Si sarebbe esiliata per sempre da tutto ciò che conosceva, da tutto ciò che amava, dalla vita stessa, ma in tale esperienza avrebbe probabilmente potuto maturare una consapevolezza diversa, una maturità che non sentiva di aver raggiunto. In tal modo, con simile predisposizione d’animo, avrebbe dovuto affrontare quel momento, vivere quell’esperienza: non come una condanna, ma come l’inizio di una nuova avventura, una nuova impresa diversa da tutto ciò che mai avrebbe immaginato, da tutto ciò a cui era abituata. Del resto tale era da sempre stata la di lei natura, tale era da sempre stato il di lei animo, nella ricerca di nuovi orizzonti, di nuove sfide: al mondo aveva già dato ampia dimostrazione di poter sopravvivere ad ogni insidia, ad ogni prova… che senso avrebbe avuto ritirarsi di fronte a questa prova, a questa nuova possibilità?

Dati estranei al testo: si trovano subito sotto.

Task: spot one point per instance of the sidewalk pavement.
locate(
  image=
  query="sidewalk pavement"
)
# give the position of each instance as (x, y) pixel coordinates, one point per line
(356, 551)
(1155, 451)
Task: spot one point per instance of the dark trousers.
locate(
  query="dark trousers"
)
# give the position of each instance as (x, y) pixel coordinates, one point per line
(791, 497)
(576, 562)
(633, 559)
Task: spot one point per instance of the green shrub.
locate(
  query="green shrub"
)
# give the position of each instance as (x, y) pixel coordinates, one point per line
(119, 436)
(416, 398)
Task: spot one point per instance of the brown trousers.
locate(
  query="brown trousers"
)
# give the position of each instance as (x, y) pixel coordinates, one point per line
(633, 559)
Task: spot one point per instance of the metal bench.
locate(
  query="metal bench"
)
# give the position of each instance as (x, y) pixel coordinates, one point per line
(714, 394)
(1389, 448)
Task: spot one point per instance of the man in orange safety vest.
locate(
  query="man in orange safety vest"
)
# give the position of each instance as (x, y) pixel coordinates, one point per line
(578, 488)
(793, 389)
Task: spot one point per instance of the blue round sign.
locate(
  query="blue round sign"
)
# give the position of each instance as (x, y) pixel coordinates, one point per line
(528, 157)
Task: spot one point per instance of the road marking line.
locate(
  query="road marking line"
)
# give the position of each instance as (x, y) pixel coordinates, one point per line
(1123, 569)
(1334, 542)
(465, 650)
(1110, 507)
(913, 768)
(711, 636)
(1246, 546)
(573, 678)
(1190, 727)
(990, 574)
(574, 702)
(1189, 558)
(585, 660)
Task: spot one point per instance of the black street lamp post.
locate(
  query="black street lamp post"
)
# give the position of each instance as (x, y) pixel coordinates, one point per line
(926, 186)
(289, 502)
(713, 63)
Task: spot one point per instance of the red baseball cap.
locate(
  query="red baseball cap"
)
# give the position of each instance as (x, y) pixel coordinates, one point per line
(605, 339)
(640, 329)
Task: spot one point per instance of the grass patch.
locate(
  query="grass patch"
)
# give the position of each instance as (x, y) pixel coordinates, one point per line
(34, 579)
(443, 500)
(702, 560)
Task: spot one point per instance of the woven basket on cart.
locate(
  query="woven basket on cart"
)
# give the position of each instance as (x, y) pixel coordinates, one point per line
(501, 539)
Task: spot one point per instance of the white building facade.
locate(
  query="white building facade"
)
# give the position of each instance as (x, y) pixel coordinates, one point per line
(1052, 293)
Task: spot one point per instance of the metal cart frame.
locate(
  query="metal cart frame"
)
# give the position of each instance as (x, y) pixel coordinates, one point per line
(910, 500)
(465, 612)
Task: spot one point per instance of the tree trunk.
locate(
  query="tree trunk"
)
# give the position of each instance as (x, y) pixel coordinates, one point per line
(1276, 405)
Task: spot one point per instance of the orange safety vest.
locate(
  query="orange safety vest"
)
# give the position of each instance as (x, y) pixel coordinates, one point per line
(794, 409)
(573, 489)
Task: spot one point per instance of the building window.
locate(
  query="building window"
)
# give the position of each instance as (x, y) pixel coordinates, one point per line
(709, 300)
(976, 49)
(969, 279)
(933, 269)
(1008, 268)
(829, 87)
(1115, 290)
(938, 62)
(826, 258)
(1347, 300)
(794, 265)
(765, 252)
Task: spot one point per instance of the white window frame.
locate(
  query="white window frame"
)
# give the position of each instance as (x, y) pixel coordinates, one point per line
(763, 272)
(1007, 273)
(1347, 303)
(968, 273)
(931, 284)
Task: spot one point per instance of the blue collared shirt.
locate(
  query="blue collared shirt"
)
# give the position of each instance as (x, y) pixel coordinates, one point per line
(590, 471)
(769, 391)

« Non ne vale la pena, Midda. Non vale la pena morire per una missione… » cercò di negare Carsa, stringendola per il braccio mancino con le proprie mani.
« Non morirò. » scosse il capo la donna, ora parlando quasi dolcemente « Non intendo morire. E di questo posso darti la mia parola… »
« Cosa stai dicendo? » domandò nuovamente la voce dell’altra, ora non provenendo da colei che pensava di avere di fronte, ma da un mondo esterno, da una realtà diversa da quella in cui era immersa.

Ed il sogno venne interrotto, concludendosi in virtù dell’intervento della di lei giovane compagna, sopraggiunta accanto all’improvvisato giaciglio su cui in quella notte aveva cercato riposo, riparandosi sotto ad una delle coperte che avevano condotto con loro, sui cavalli: la mano di Carsa si poneva realmente appoggiata al di le braccio, ma non per stringerla, non per trattenerla, quanto piuttosto per scuoterla, per ridestarla dolcemente da un sonno che aveva avvertito essere agitato per merito di parole che erano state pronunciate nella notte kofreyota ed alle di lei orecchie erano giunte ponendola in guardia.

« Cosa stai dicendo, Midda? » insistette ella, osservandola con sguardo turbato.